Feeling like convicts preparing to bust loose, we got up at four-thirty in the morning and tip-toed about getting organized to leave. We woke the kids at six, then rushed about striking camp. By the time we left, the sun was beating down, but it was early enough that there was a cool breeze coming in the window as we drove. We cut over through Merritt and down the winding road to Spence’s bridge. It was hot through Cache Creek, but nothing like what we’d endured in Peachland. We stopped at 100 mile for provisions; then, less than two hours later, we arrived at the Fir Crest Resort on Lac La Hache. It was heaven! Sunny but pleasant, with the campsite right on the lake. There was a lovely games room for the youngsters and a huge site, which was perfect for walking Max since it was all fields and rural lanes with long grass and wildflowers. As soon as we were settled, we took Max out to Treasure Island. He sniffed all the way round the trail, clearly thrilled to be back there and running free. Later that evening, we sat by the campfire and looked at the lake. The surroundings were beautiful; the people were friendly; the dogs abounded and were welcome. Finally, we turned in.
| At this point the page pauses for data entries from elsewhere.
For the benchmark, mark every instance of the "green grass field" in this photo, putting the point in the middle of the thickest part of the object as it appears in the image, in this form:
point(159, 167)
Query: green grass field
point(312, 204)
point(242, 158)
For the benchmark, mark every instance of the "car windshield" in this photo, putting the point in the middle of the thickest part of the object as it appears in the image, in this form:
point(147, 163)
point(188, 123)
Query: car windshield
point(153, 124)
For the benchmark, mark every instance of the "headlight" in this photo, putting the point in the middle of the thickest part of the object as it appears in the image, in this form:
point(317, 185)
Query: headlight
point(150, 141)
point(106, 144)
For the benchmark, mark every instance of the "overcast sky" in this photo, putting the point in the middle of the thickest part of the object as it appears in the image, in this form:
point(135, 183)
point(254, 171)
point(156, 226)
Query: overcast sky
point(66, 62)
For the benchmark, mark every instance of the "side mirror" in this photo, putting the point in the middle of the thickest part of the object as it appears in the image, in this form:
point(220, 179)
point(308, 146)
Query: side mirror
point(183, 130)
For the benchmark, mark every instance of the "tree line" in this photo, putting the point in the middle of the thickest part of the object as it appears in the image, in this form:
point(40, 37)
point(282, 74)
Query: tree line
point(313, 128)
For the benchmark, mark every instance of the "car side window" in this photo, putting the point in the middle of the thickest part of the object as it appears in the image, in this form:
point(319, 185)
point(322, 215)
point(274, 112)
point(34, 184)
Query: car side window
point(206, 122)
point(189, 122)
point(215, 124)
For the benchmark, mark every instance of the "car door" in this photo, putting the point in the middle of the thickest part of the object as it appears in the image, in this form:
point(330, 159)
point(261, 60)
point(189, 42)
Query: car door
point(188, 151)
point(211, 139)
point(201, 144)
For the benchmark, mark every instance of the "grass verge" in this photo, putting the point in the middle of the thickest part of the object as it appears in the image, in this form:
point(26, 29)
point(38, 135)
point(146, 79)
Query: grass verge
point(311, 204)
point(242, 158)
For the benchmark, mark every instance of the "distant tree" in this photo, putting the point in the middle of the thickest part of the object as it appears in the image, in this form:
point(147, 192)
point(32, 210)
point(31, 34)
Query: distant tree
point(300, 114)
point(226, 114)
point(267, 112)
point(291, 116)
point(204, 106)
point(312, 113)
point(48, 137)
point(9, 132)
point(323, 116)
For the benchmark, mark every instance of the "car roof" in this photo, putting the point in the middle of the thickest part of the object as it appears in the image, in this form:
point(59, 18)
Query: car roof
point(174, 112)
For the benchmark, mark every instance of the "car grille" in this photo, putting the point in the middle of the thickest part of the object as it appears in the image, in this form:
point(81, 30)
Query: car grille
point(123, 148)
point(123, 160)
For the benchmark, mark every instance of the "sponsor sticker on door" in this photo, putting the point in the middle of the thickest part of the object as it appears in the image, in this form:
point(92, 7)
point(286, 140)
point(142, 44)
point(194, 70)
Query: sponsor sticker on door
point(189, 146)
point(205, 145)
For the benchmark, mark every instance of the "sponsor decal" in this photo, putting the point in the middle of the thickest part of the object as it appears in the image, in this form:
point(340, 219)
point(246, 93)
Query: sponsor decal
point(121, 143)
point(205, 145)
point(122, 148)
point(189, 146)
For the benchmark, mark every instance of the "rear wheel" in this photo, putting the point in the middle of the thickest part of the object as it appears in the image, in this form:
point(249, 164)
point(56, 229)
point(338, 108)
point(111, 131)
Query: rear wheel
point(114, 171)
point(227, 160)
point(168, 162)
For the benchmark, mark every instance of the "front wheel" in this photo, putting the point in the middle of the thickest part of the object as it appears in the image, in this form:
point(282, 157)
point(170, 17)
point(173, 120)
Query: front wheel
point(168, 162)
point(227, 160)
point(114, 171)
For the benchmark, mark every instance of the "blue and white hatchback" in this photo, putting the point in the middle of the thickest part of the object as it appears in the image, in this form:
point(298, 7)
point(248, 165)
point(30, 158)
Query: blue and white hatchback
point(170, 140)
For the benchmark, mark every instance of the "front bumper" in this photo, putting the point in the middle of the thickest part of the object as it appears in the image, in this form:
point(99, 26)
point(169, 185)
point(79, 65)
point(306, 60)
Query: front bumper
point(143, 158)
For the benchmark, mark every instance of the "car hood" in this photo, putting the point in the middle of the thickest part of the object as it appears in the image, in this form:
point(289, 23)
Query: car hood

As Hugh and I settled down for the night, we heard Caroline making loon noises from her tent to replicate the sounds coming from the lake. After a while, a laryngitic loon call emerged from the pup tent where Andre was tucked down. Shades of Rosemarie and the Indian Love Call? Hugh and I chortled heartily, but Max blinked, cocked one ear, looked at me as if to say, “Humans are crazy,” then tucked down with a blissful sigh and went to sleep. Back in the Cariboo. Bliss indeed.